Perfluoro-3-ethyl-1,2,3,10b-tetrahydrofluoranthene

Abstract

The title compound was synthesized from perfluoro-1-ethyltetralin and 1,2,3,4-tetrafluorobenzene under the action of antimony pentafluoride as a mixture of cis- and trans-isomers in a 71% isolated yield. The structure and cis-/trans-configuration of the isomers were determined by NMR (¹⁹F, ¹³C), ¹⁹F–¹⁹F COSY, and ¹⁹F–¹⁹F NOESY 2D NMR spectroscopy.

1. Introduction

Organofluorine compounds are receiving increasing attention in terms of basic research in organic chemistry as well as finding application in materials science, biomedicine, and agriculture [1,2,3,4,5,6,7,8,9]. In particular, fluorine-containing fluorenes are regarded as promising objects for optoelectronics [10,11,12,13], catalysis [14,15,16], and have even found success as drugs approved for medical use [17]. With the polyfluorinated species of this class of compounds being represented by only a handful of examples [11,18,19,20], further research on their useful properties and application is still impeded.

Previously, we studied the reactions of perfluoroalkylbenzenes with polyfluorobenzenes leading to polyfluorinated 9-alkylfluorenes [21,22,23]. Then, we showed that perfluorotetralin—a cyclic analog of perfluoroalkylbenzenes—reacted with 1,2,3,4-tetrafluorobenzene in the presence of antimony pentafluoride to produce perfluoro-1,2,3,10b-tetrahydrofluoranthene containing a fluorene motif in the molecule [24]. The present study focuses on the synthesis of a 3-ethyl derivative of perfluoro-1,2,3,10b-tetrahydrofluoranthene and its unambiguous characterization.

2. Results and Discussion

The interaction of perfluoro-1-ethyltetralin (1) with 1,2,3,4-tetrafluorobenzene (2) in the presence of antimony pentafluoride at 50 °C for 30 h, followed by treating the reaction mixture with HF–Py and then with water, yielded perfluoro-3-ethyl-1,2,3,10b-tetrahydrofluoranthene (3) as a mixture of cis- and trans-isomers in an approximately equal ratio (Scheme 1). The separation of the individual isomers proved to be a difficult task. After the reaction mixture was subjected to column chromatography, only small amounts of individual isomers were isolated, with the major fraction being a mixture of the isomers. The total isolated yield was 71%.
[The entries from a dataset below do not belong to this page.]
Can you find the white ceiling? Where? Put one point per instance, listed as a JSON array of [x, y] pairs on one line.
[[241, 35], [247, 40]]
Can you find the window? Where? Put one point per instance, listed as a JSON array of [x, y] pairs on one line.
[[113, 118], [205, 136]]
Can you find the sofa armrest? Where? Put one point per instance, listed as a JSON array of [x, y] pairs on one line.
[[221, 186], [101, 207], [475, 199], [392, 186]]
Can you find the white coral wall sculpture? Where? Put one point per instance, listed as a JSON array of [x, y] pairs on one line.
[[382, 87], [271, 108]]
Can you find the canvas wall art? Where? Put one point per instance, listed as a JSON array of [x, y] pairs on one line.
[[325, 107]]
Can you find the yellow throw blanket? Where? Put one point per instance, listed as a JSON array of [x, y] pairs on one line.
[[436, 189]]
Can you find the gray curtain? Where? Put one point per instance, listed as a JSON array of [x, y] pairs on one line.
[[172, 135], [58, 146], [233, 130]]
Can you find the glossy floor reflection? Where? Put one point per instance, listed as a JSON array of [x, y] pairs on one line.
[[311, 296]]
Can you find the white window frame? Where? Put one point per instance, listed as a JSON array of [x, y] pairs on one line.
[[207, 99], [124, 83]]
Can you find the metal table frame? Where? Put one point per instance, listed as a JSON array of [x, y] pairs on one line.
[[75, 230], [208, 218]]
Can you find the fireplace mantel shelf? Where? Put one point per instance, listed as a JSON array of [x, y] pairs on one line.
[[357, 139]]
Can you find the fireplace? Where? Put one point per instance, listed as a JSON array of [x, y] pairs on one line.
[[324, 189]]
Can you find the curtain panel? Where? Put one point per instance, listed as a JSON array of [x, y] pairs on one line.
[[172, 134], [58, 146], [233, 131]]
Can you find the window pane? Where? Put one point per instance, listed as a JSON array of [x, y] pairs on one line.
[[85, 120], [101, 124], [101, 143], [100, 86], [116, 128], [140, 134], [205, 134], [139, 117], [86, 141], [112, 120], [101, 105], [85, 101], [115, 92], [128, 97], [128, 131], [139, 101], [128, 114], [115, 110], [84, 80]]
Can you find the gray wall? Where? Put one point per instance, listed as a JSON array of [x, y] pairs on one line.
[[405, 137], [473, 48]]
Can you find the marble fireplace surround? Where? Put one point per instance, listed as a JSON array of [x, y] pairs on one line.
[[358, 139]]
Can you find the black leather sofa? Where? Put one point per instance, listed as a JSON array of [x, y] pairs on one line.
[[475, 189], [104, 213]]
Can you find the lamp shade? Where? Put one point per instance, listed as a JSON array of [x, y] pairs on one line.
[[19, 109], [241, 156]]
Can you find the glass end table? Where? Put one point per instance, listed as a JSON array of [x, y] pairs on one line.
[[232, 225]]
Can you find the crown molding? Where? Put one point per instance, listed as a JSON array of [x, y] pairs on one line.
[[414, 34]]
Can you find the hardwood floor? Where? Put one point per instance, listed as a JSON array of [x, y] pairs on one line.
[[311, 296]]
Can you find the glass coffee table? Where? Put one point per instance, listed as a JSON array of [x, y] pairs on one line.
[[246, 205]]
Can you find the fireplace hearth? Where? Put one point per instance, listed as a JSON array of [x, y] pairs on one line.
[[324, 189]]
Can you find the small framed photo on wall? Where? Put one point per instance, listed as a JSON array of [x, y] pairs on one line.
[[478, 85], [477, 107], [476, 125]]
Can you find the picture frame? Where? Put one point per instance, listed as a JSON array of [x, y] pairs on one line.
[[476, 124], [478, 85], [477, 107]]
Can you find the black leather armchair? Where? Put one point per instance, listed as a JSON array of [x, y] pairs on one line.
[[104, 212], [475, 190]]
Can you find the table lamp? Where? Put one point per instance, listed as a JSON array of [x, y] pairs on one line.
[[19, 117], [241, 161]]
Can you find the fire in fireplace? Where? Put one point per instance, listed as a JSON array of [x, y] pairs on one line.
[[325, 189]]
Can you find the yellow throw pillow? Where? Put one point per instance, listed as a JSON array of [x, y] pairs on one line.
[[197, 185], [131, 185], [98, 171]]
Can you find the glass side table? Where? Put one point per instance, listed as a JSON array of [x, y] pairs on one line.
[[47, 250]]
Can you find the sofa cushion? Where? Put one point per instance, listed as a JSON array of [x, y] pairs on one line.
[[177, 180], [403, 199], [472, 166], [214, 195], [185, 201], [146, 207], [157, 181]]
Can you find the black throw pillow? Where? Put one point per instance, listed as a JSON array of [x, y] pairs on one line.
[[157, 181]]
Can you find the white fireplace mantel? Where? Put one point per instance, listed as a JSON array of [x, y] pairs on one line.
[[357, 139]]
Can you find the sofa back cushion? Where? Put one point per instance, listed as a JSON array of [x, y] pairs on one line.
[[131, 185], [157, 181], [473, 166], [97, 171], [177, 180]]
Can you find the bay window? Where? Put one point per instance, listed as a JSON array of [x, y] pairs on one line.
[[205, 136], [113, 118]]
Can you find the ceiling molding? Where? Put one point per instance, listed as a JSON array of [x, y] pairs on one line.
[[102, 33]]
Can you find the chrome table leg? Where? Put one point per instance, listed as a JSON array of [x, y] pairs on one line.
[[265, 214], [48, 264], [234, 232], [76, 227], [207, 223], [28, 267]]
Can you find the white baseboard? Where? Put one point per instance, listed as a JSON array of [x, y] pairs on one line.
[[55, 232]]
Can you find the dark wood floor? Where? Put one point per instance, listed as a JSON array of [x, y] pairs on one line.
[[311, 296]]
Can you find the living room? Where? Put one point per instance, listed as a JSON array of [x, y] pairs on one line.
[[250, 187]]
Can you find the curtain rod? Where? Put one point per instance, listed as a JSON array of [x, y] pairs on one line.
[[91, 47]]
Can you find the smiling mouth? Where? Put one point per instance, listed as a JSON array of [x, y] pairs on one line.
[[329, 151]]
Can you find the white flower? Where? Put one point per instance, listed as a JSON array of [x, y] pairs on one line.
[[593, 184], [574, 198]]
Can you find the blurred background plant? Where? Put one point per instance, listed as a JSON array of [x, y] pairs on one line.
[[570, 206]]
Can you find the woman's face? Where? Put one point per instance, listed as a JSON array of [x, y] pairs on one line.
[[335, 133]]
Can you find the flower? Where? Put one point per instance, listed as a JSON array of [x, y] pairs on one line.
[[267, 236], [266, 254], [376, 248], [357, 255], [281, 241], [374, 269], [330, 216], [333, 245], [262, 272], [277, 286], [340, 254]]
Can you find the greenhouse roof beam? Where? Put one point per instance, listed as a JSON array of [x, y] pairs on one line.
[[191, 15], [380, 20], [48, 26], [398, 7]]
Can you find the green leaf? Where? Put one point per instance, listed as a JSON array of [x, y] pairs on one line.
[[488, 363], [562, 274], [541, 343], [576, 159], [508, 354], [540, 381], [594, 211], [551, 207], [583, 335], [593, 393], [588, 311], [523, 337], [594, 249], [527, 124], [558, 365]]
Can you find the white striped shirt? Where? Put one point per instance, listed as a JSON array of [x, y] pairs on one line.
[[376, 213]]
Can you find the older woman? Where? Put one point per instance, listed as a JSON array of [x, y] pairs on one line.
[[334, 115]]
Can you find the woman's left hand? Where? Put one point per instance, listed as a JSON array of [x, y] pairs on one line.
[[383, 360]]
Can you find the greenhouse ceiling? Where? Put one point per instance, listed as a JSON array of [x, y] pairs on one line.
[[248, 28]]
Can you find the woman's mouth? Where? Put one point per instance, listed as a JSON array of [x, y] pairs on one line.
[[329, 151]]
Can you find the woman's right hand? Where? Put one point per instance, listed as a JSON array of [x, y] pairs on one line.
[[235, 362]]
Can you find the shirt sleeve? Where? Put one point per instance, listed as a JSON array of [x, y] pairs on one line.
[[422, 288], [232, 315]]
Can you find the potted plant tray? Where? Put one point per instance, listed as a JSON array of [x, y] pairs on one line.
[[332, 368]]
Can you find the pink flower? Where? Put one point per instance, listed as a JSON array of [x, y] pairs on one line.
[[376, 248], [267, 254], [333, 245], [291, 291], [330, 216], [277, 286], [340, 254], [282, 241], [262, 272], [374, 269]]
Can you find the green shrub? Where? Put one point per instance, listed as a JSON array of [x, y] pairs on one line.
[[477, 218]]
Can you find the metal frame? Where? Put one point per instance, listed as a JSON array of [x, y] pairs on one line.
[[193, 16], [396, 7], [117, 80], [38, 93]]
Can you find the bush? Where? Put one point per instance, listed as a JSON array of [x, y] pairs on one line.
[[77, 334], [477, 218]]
Similar to the formation of parent perfluoro-1,2,3,10b-tetrahydrofluoranthene [24], the formation of compound 3 seems to proceed as follows. Tetralin 1 reacts with tetrafluorobenzene 2 in the presence of SbF₅ to form an intermediate compound A. The latter, under the action of antimony pentafluoride, generates cation A⁺, which undergoes intramolecular cyclization, with the loss of a proton, to yield intermediate B. In the SbF₅ medium, compound B transforms into cation B⁺. The subsequent addition of a fluorine anion to cation B⁺ during HF–Py work-up results in product 3 as a mixture of two stereoisomers (Scheme 2).

The structure of compound 3 was established by ¹⁹F, ¹³C, and 2D NMR spectroscopy and HRMS. In the ¹⁹F NMR spectra, the isomers have close chemical shifts for respective nuclei, the most profound difference being in the shifts of F³. The chemical shifts and splitting of the signals are in conformity with the patterns observed for the parent perfluoro-1,2,3,10b-tetrahydrofluoranthene [24]. Nevertheless, these data were not enough to establish the cis-/trans-configurations of the two isomers and resolve the ambiguity in assigning the signals of tertiary F³ and F^10b. For that, a series of additional 2D NMR spectra (¹⁹F–¹⁹F COSY and ¹⁹F–¹⁹F NOESY) were obtained. In the COSY spectrum of trans-3 (Figure 1), we observed correlations between F³ and F⁴ as well as between F³ and CF₃. We also observed a weak correlation between F^10b and F¹⁰ alongside a strong cross peak of F^10b with CF₂-1. These findings validate the assignment of the tertiary fluorine atoms F³ and F^10b. Both the COSY and NOESY spectra of trans-3 (Figure 1) showed a significant correlation between F^10b and the CF₂ moiety of the CF₂CF₃ group that can only be if trans-3 indeed has trans-configuration. The other correlations observed in both spectra corresponded with the assignment of all the signals.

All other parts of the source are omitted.